Well, with respect to the HIF in the bottom line and what we take to the bottom line and what we pass back to members, that’s just not something we’re prepared to comment on. What you said about all that going to the bottom line, that won’t happen. I think we’ve been very clear about that. And we always take a balanced approach to top and bottom line growth and I think you’ll see us take a similar approach. That’s really the way we’ve typically managed the HIF coming in and out and you can expect a similar balance that we try to strike as well as ensuring that we invest in our long-term sustainability in our integrated model, which is very, very important.

With respect to COVID membership, it really will depend on how long this lasts. As I mentioned in my remarks, we have seen a decline in sales because the field brokers can’t get in front of members, but we’ve also seen a really strong telephonic sales channel, and they’ve done quite well and continue to keep strong sales. And so we’re monitoring that very closely and what the impact might be. I think again it depends whether this lockdown extends into the fall or will people be comfortable about [Phonetic] and engaging with brokers in person. But we’re very focused on making sure that all of our brokers have the digital capabilities to be able to engage with our members telephonically or digitally if they can’t do it in person. So we’ll see where it goes, but I think it’s really too early to comment on that for 2021.

Justin Lake — Wolfe Research — Analyst

All right. Thanks.

Bruce D. Broussard — President and Chief Executive Officer

And, Justin, I just like to re-emphasize, we are doing a lot of planning right now to be able to plan for more electronics and virtual visit sales than in the past. Our market point sales and our partner are all walk inside with [Indecipherable].

Justin Lake — Wolfe Research — Analyst

That’s great. Thanks.

Operator

Thank you. And your next question comes from the line of Mr. Ralph Giacobbe from Citi. Sir, please proceed.

Ralph Giacobbe — Citi — Analyst

Thanks. Good morning. I guess just one quick one here. Are you hoping or advocating for bids getting pushed out and what’s the likelihood of that in your mind? And then just the real question, your business mix is obviously weighted to Medicare. So just wondering if you can give us a rough estimate of what percentage of your total consolidated medical costs you do consider elective and what has history suggested in terms of how much deferred or canceled procedures come back? Thanks.

Bruce D. Broussard — President and Chief Executive Officer

I’ll take the first question, I’ll let Brian spend a bit of time on the second.
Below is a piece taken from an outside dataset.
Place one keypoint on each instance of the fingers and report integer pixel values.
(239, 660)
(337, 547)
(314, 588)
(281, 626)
Obviously we have more time with the bids just as we can see how this evolves and we really would embrace that with CMS. It does create some difficulties as a result of just the timing. If we delay the bids, then there is really a work process that goes through that ultimately doesn’t have a lot of time separated between one to another and ends up being going right up to the September time frame. So we would love to see it happen. We are not planning on it to happen and we are planning to submit our bids the first weekend.

Brian, do you want to talk a little bit about the utilization side?
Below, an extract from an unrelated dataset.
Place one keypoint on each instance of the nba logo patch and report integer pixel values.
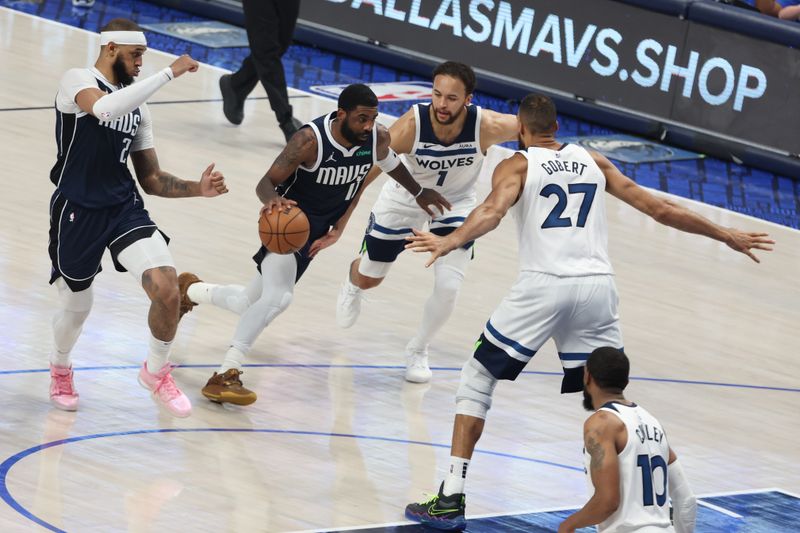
(370, 224)
(386, 92)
Brian A. Kane — Chief Financial Officer

Sure. So the definition of elective procedures, obviously, has changed a bit. I think traditionally what we would view as elective would be probably in the mid-teens percentage of our spend. So a relatively low dollar spend or low percentage spend but still a high dollar spend. I think in this crisis, there have been a number of procedures that are necessary, but have been deferred and are not urgent. So I think what you’ll see is a number of those procedures start to get rescheduled and so we wouldn’t consider those elective because they have to get done. They will just go back into the queue effectively as to when they get performed. So things like cardio procedures as a perfect example where they don’t necessarily have to be done from an emergent perspective — an emergency perspective, but they have to get done.
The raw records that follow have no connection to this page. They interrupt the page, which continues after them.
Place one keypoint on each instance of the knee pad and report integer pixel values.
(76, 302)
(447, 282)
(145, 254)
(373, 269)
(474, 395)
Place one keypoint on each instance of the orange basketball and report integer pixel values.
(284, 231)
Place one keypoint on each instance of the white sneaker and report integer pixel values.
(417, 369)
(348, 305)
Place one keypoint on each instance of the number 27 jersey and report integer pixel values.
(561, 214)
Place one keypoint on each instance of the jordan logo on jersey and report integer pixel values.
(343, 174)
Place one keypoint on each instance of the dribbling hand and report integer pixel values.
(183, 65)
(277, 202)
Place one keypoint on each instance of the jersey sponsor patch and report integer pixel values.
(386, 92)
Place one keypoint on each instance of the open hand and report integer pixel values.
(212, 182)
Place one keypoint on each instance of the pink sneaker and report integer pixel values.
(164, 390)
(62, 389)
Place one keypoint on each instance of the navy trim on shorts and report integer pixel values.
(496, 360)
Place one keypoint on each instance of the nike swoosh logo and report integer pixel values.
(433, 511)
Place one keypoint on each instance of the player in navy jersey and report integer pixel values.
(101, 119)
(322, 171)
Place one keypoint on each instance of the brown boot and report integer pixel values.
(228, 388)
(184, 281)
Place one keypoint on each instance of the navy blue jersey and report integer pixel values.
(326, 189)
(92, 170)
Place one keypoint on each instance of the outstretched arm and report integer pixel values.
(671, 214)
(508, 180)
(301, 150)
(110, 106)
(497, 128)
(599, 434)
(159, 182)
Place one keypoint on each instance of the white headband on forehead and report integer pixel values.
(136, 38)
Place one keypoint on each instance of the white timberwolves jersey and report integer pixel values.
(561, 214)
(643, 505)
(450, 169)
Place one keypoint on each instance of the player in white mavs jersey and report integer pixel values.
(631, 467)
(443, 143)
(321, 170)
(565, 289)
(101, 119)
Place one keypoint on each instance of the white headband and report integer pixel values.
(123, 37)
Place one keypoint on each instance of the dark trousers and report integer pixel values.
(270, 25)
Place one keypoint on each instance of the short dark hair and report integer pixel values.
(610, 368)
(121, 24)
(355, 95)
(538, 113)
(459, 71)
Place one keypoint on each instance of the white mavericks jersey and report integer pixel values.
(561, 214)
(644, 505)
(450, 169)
So we wouldn’t consider those elective. And so really the question then is just how much of this utilization bounces back and how quickly. And what we’ve said today is that our expectations is that there will likely be a bounce back in the coming weeks and months. It could run over normal, I’ll call it a modest premium to what would be normal utilization, but then ultimately settle back down. And what will be interesting to watch is not only the confidence of members and patients coming back into the healthcare system, but also their comfort about using institutional settings versus more non-institutional settings. So embracing telehealth, the home for example and so that’s something we are monitoring very closely as well to understand the demand patterns of the utilization.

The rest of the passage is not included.